For all of history, matter was matter and energy was energy. The two were separate, unrelated concepts.
Then Albert Einstein established the relationship between matter and energy by creating the most famous equation in the history of humankind, E = mc2. (The second most famous is the Pythagorean Theorem for a right triangle, A2 = B2 + C2.)
Einstein’s equation for the first time defined a quantified relationship between matter and energy. It meant that these two aspects of the universe that had always been thought of as separate were really interchangeable.
This one equation altered the direction of physics research, made Michelson’s calculation of the speed of light (1928) critical, and led directly to the nuclear bomb and nuclear energy development.

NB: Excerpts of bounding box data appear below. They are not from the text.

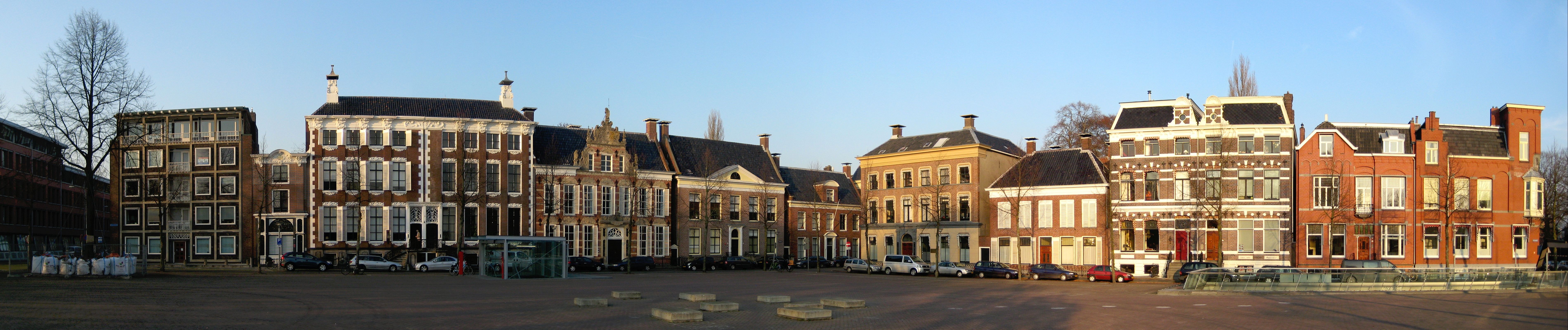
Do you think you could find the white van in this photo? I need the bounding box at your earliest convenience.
[883,255,936,275]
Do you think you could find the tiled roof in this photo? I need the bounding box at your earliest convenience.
[669,136,784,183]
[311,97,528,120]
[864,128,1024,156]
[779,167,861,205]
[991,148,1105,188]
[1112,105,1174,130]
[1438,125,1508,156]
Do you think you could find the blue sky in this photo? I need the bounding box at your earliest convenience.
[0,2,1568,166]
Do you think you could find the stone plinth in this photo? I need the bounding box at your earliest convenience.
[778,306,833,321]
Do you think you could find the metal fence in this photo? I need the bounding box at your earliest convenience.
[1182,268,1568,291]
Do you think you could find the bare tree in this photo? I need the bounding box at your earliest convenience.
[1043,102,1116,155]
[703,110,724,141]
[19,9,152,247]
[1231,55,1257,97]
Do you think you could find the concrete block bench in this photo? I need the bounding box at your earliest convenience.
[757,296,789,303]
[679,292,718,302]
[654,308,703,324]
[822,297,865,308]
[778,306,833,321]
[696,302,740,311]
[572,297,610,306]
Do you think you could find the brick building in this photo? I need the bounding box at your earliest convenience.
[1107,94,1295,275]
[986,138,1110,272]
[533,110,674,263]
[306,73,535,263]
[779,166,865,260]
[855,114,1024,263]
[110,106,257,266]
[1297,103,1543,268]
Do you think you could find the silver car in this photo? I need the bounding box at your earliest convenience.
[414,257,458,272]
[936,261,975,277]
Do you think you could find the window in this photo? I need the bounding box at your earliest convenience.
[273,166,288,183]
[1312,177,1339,208]
[392,161,408,191]
[1236,169,1256,200]
[1143,172,1160,200]
[1317,134,1334,156]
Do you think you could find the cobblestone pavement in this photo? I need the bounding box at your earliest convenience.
[0,271,1568,330]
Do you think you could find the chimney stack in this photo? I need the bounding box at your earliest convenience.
[643,117,659,141]
[326,66,337,103]
[500,70,511,110]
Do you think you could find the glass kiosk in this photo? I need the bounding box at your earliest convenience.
[469,236,566,278]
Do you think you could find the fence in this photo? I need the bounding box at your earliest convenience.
[1182,268,1568,291]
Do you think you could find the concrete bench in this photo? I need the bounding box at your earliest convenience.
[696,302,740,311]
[757,296,789,303]
[572,297,610,306]
[679,292,718,302]
[778,306,833,321]
[822,297,865,308]
[654,308,703,324]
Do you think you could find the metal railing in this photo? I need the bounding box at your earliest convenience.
[1182,268,1568,291]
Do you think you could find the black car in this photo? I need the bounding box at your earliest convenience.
[566,257,604,272]
[1171,261,1220,283]
[284,252,332,272]
[610,257,659,271]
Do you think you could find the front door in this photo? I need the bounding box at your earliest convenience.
[604,238,621,263]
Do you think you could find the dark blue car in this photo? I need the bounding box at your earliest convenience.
[974,261,1018,278]
[1029,264,1077,280]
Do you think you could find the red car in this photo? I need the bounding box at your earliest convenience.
[1084,264,1132,283]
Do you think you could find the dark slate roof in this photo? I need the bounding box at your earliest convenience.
[311,97,528,120]
[1438,125,1508,156]
[1220,103,1291,125]
[533,125,665,171]
[779,167,861,205]
[864,128,1024,156]
[1112,105,1176,130]
[991,148,1105,188]
[669,134,784,183]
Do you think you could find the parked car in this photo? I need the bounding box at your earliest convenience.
[1084,264,1132,283]
[1171,261,1220,283]
[1029,264,1077,280]
[284,252,332,272]
[348,255,403,272]
[414,257,458,272]
[974,261,1018,278]
[936,261,975,277]
[610,257,659,271]
[883,255,936,275]
[571,257,604,272]
[844,258,881,274]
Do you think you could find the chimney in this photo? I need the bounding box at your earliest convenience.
[500,70,511,110]
[643,117,659,142]
[1284,91,1295,122]
[326,66,337,103]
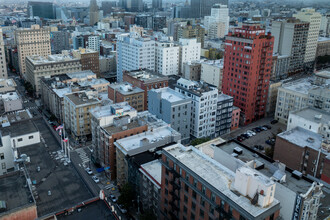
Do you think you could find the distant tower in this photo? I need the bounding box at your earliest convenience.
[89,0,99,26]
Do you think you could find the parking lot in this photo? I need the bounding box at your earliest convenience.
[222,118,286,153]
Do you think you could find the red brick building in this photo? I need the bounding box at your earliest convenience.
[123,69,168,110]
[160,144,280,220]
[274,127,330,183]
[100,115,148,180]
[222,23,274,124]
[230,106,241,131]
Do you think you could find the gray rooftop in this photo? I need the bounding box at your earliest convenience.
[64,92,100,106]
[290,107,330,125]
[277,127,322,151]
[0,171,35,219]
[0,120,38,137]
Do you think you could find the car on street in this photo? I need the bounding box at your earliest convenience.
[117,204,127,214]
[270,119,278,125]
[92,176,100,183]
[85,167,93,175]
[110,194,117,203]
[246,130,256,136]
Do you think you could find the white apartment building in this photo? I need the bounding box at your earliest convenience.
[155,42,179,76]
[0,120,40,176]
[15,25,51,77]
[201,60,223,90]
[175,78,218,138]
[179,38,201,73]
[286,107,330,140]
[204,4,229,39]
[0,92,23,112]
[87,35,101,51]
[25,54,81,95]
[0,28,8,79]
[293,8,322,66]
[117,33,155,82]
[275,78,316,124]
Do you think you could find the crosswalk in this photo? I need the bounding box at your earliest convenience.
[76,148,90,164]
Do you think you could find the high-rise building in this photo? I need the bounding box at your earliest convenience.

In 1903, 24-year-old Albert Einstein landed a job as a patent clerk for the Swiss patent office. His whole job was to check the technical correctness of patent submissions. Though he had always dreamed of, and aimed for, a career in science, he had utterly failed to gain an entry into that world. He had failed high school and was barred from teaching.
He had married his high school girlfriend. He was a low-level bureaucrat scraping by in Berne, Switzerland, and it seemed that that was all he would ever be.
Though he had been shunned in his formal education, Einstein was still a passionate amateur mathematician and physicist. He spent virtually all of his free time mulling over the great mysteries and problems facing physicists of the day.
Einstein worked best through what he called mind experiments. He searched for vivid mental images that would shed new light on, and provide a new perspective on, complex physics problems. Then he applied the mathematics he knew so well to explain the images and to understand their physics implications.
By 1904 Einstein was attempting to extend the existing physics of the day by focusing on the relationships between light, space, and time. He was able to show that light exists as both waves and as particles. (A particle, or quanta, of light we call a photon.)
This work led to Einstein’s revolutionary concept of relativity. From the mathematics that described this concept, he came to several startling conclusions. Time was as rubbery as space. It slowed down as an object sped up. Objects increase in mass as they approach nearer to light speed. Einstein’s theory of relativity established a direct link between space and time and showed that they both warp around heavy objects (like stars). Their measurement is only possible in a relative, not an absolute, sense.
From this theoretical foundation, Einstein continued his mathematical development and showed that, as an object approaches the speed of light, its length decreases, its mass increases, and time slows down. (This concept was later confirmed with precision clocks carried on high-speed jet airplanes.)
If matter changed as it sped up, then matter and energy had to be somehow related to each other. Einstein realized that his theory of relativity showed that matter has to be a highly concentrated form of energy. He suspected that he could deduce a mathematical relationship between the two.
Einstein realized that this revolutionary concept contradicted the famed and completely accepted concepts of conservation of mass (Lavoisier, 1789) and conservation of energy (Hemholtz, 1847). Einstein was saying that these two giants of science were both wrong and that neither energy nor matter were independently conserved. However, combined, the total energy in this energy-matter system had to still be conserved.
Einstein viewed the energy-matter equation he derived (E = mc2) like frosting on the cake of his relativity theory. He submitted an article on it almost as an afterthought to his theory of relativity, as a sequel to it. To Einstein, this equation was only of interest as a physics and science concern, as a way to view the theoretical interchange between mass and energy. He did not think it was particularly important.
Others, however, quickly realized the implications of Einstein’s equation for weapons design and for nuclear energy production. “The world,” said Aldous Huxley after reviewing Einstein’s physics, “is not only queerer than we imagine, it is queerer than we can imagine.”
Einstein’s famous equation tells us exactly how much energy exists in any given object (or mass). However, only one reaction releases all of this energy: a matter–antimatter collision, the only perfect conversion of matter into energy in our universe.